Separate Chequing and Savings
- Independence. You don’t have to worry about your every decision being scrutinized by your spouse. In the case of a re-marriage, you can keep spousal or child support payments distinct, separating the prior relationship from a financial standpoint.
- Fairness. You can divvy expenses based on income.
- Financial autonomy. It’s important for each person to maintain their own credit history. And this will add to each individual’s credit history, says Chatain-White.
- Lack of accountability. You don’t have that common file to demonstrate you’ve each paid bills, or saved as planned.
- Less communication. With separate accounts, you may have fewer chances to discuss joint goals.
- Lack of accessibility.
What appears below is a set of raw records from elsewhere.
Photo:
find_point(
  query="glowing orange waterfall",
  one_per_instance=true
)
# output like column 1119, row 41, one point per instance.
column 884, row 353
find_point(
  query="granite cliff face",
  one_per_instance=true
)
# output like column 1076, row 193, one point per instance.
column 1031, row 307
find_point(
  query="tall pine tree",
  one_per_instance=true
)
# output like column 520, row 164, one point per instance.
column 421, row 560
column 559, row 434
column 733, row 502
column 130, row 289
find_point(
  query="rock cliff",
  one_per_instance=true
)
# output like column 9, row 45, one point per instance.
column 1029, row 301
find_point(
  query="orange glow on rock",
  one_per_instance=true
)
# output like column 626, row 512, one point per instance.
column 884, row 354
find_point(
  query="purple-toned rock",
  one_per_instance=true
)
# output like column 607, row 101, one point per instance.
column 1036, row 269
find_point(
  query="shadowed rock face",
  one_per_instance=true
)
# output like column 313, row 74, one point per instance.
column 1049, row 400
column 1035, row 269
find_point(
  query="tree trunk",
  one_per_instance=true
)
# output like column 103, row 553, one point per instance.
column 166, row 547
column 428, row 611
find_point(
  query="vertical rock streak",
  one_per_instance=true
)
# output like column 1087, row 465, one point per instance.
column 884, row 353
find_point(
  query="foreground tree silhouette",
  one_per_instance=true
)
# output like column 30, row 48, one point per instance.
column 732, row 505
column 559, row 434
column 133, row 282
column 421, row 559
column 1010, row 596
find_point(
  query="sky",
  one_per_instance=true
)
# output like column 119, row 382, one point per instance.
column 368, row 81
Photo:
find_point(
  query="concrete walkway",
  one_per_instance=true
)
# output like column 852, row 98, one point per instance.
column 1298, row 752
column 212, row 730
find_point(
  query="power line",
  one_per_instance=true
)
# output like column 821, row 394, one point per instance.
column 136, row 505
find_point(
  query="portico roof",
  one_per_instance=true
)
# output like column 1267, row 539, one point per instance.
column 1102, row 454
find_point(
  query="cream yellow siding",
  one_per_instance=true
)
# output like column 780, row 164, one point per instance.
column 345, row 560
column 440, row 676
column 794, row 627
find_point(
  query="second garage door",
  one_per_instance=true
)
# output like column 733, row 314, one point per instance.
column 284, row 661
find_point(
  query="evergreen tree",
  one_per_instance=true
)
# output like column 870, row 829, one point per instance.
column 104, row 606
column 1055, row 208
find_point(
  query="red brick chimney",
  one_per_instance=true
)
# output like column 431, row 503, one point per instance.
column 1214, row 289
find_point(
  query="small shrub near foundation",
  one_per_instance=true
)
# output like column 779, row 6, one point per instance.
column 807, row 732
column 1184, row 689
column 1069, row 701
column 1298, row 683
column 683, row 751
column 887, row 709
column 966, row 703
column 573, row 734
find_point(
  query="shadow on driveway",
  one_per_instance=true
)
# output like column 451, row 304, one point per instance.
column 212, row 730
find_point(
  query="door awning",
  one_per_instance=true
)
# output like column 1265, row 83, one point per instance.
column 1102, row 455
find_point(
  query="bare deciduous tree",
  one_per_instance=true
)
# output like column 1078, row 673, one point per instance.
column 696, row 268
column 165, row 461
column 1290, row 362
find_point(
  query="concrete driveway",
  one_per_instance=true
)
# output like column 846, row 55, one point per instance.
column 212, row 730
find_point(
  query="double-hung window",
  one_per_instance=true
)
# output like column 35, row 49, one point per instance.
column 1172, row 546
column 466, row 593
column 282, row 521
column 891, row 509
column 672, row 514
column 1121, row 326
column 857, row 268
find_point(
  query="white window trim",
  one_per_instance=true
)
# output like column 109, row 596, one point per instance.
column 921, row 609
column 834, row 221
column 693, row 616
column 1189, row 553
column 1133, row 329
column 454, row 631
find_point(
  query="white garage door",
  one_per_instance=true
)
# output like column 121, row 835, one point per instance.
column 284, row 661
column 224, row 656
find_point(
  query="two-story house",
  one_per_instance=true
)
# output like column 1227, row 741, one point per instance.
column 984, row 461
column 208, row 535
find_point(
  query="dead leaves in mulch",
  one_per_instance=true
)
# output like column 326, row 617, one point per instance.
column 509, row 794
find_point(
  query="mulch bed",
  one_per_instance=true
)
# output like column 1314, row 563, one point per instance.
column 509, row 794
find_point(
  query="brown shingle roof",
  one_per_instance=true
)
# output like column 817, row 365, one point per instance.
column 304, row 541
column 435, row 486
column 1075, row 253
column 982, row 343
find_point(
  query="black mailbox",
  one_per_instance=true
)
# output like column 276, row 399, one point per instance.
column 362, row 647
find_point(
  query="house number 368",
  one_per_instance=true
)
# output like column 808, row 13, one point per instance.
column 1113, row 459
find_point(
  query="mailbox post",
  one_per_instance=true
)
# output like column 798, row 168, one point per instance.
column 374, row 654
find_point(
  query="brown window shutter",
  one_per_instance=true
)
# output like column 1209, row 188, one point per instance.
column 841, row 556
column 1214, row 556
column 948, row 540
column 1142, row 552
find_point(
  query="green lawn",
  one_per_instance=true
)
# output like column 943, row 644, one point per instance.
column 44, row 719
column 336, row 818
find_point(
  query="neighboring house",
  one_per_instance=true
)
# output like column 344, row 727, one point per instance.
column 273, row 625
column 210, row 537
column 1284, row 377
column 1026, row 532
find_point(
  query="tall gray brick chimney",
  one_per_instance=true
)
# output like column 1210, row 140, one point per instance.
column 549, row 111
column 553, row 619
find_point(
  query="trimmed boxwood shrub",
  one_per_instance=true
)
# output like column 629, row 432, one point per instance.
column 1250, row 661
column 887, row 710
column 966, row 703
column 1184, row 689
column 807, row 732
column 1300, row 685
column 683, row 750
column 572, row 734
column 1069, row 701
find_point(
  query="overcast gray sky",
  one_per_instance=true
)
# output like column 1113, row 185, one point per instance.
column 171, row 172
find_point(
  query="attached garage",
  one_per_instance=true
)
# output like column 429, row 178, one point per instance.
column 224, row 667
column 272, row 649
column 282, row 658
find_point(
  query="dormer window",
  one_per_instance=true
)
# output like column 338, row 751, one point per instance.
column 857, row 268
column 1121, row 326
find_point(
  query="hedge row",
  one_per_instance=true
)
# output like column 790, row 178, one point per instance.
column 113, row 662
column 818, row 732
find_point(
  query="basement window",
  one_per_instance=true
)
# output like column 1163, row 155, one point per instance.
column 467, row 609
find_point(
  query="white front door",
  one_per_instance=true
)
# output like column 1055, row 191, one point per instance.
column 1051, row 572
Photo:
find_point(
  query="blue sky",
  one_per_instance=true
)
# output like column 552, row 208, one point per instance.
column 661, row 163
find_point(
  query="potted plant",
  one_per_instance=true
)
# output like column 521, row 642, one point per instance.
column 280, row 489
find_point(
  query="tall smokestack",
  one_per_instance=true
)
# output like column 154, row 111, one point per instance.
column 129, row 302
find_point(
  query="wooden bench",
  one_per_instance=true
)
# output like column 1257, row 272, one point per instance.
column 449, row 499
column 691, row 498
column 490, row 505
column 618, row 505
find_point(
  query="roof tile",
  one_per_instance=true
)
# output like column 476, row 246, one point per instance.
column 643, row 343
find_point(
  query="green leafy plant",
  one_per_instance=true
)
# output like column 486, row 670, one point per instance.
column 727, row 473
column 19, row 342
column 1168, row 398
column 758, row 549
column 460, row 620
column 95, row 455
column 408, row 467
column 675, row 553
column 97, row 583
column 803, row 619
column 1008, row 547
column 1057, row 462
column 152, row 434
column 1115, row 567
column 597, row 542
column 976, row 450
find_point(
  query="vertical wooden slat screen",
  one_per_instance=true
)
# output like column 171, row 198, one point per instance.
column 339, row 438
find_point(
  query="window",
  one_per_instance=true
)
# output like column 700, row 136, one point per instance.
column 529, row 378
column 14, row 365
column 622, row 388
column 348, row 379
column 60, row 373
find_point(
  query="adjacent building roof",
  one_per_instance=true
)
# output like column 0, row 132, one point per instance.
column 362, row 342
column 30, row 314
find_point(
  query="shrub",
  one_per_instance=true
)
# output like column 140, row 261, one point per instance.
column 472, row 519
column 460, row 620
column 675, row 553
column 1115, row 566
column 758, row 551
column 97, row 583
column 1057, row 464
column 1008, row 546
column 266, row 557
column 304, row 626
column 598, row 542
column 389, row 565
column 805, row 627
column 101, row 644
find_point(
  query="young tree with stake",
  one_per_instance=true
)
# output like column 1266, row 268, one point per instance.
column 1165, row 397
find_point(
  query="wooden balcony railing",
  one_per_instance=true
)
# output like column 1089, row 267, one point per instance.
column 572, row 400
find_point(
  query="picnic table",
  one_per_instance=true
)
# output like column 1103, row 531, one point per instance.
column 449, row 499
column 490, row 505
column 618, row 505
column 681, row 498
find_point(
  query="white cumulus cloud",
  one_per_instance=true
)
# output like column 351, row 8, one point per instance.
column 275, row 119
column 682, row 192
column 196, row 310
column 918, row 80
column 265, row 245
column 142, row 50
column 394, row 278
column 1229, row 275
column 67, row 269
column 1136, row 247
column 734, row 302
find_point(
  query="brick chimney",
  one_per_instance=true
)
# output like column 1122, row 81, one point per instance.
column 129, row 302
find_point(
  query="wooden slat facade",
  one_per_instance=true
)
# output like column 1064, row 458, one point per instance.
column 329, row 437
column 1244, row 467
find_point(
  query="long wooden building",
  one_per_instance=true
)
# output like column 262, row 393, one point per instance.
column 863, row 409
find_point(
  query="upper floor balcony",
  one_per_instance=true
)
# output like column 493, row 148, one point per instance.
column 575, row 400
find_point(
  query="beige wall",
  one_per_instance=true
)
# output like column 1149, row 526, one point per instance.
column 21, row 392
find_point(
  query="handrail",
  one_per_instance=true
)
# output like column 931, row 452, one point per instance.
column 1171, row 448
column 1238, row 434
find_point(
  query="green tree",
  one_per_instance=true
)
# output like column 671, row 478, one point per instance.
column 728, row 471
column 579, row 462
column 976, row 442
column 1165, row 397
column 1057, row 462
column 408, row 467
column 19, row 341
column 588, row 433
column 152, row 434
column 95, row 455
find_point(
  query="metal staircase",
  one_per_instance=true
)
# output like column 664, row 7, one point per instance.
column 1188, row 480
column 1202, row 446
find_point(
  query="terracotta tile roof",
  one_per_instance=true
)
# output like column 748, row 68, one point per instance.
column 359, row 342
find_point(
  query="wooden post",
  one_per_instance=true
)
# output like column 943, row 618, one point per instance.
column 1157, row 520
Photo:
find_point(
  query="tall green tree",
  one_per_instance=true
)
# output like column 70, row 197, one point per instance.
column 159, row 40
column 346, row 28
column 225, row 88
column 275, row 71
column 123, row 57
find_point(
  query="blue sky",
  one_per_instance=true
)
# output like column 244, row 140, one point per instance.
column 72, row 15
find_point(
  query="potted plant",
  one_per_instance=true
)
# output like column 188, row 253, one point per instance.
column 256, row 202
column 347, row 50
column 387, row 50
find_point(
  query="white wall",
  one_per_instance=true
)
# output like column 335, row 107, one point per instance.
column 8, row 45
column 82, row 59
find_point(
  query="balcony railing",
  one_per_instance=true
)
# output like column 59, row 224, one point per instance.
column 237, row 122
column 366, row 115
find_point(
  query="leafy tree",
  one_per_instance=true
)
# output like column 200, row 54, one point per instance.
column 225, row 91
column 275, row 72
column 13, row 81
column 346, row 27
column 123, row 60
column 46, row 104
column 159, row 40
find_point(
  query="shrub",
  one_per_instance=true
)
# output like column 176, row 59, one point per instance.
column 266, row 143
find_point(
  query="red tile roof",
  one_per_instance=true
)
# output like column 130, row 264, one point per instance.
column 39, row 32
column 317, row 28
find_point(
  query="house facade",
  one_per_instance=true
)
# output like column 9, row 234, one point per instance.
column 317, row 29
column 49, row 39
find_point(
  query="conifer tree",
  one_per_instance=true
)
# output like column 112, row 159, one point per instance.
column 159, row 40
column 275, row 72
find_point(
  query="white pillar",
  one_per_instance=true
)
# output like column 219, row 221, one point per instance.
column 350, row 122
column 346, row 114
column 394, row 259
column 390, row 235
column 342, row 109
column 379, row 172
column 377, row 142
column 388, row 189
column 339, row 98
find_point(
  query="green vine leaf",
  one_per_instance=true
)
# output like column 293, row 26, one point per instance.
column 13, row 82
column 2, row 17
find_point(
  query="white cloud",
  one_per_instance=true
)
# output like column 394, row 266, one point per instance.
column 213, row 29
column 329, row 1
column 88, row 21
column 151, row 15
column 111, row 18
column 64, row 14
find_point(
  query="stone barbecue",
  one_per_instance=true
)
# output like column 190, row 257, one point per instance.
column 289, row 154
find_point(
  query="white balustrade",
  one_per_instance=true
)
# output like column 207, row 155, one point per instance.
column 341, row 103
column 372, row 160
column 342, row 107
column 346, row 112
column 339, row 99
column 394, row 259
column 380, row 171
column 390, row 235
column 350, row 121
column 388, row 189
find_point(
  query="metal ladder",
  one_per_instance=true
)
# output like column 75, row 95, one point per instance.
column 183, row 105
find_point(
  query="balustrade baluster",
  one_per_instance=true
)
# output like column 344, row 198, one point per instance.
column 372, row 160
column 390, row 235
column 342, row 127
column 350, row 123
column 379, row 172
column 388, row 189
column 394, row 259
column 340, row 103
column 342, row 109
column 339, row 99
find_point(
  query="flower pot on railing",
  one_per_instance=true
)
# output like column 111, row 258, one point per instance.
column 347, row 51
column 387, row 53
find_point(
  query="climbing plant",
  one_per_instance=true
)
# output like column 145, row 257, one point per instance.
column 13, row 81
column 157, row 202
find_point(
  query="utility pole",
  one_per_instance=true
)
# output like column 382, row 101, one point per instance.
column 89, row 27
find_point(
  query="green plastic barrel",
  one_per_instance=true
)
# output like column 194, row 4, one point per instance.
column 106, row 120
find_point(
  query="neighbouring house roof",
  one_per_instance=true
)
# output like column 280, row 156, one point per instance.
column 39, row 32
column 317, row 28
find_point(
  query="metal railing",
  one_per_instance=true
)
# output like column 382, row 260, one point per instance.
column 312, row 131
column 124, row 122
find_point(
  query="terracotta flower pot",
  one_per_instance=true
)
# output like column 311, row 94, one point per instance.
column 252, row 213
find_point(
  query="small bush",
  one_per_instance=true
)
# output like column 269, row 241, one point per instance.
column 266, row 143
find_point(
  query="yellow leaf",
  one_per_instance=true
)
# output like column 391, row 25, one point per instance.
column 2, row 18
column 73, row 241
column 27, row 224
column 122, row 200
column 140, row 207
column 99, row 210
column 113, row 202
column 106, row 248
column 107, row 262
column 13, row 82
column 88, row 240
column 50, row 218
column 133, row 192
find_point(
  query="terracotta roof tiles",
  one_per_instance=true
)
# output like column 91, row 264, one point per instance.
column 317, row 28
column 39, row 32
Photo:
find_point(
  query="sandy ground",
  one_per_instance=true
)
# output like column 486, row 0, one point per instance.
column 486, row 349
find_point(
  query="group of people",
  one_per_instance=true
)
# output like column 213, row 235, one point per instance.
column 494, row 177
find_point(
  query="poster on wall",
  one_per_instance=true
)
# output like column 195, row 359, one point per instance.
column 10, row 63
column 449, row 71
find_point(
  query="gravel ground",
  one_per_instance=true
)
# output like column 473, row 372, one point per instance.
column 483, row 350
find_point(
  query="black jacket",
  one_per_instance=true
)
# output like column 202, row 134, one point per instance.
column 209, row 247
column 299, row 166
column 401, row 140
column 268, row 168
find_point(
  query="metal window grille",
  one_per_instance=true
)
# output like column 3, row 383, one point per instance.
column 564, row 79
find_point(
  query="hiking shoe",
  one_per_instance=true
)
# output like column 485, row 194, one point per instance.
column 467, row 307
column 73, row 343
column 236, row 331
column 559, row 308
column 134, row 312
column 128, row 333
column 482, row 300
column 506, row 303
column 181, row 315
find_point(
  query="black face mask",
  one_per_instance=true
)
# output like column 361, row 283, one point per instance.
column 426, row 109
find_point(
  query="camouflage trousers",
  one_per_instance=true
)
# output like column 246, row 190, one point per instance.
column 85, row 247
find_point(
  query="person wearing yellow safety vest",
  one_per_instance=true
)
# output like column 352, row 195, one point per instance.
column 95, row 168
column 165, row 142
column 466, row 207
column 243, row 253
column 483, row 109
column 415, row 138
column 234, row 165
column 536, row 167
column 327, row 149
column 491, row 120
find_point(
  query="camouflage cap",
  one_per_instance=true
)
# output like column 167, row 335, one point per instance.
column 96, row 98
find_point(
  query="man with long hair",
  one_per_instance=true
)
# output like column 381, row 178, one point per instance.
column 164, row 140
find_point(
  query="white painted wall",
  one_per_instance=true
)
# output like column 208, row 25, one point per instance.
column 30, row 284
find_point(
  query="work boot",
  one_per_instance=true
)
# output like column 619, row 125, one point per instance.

It could become a problem if one spouse’s account is running low or if an urgent financial need arises when one of you is out of town.
Having the Conversation
- Couples who go this route are already used to managing their own money, so this conversation is more like an “agreement of terms”-who pays which bills, and how much you each put aside for savings-says Billings
- Ideally, you’ll agree to pay for your own purchases, or split common bills based more or less on income. You could just split the bills down the middle, but don’t bring up usage, such as “You watch all the TV, so you should pay the cable.” “You could open up some wounds and drive a big wedge between you,” says Billings.
- Get on the same page about your financial objectives and what you’re saving towards. Your accounts may be separate, but you need to discuss your common goals.
Mix of Joint and Separate Accounts
- Could be the best of both worlds. You maintain some independence, while pooling money for joint causes.
- Flexibility. Joint accounts needn’t be just for bills. They can be used for anything from travel savings to investments, with each spouse putting in a set amount, plus occasional “bonuses” as income and circumstances change.
- More accounts can create more paperwork and confusion. What happens when new expenses are added?
- Can be harder to keep track of the big picture of savings and expenses.
Having the Conversation
- Because you have a mix of accounts, the key discussion points related to the other two options would apply here, too.
- In these kinds of arrangements, one spouse may well be better at handling money than the other, so may have to take control. “This conversation is touchy,” says Billings, “because you can’t say to the other person, ‘I have no faith in your ability to manage money.’ You need to say something like, ‘You have enough on your plate,” or “I know this isn’t your thing, so let me deal with this and I’ll give you updates.’ Somebody has to take the reins. [The issue is whether] that can be done tactfully or hurtfully. Anyone in a marriage knows the difference.”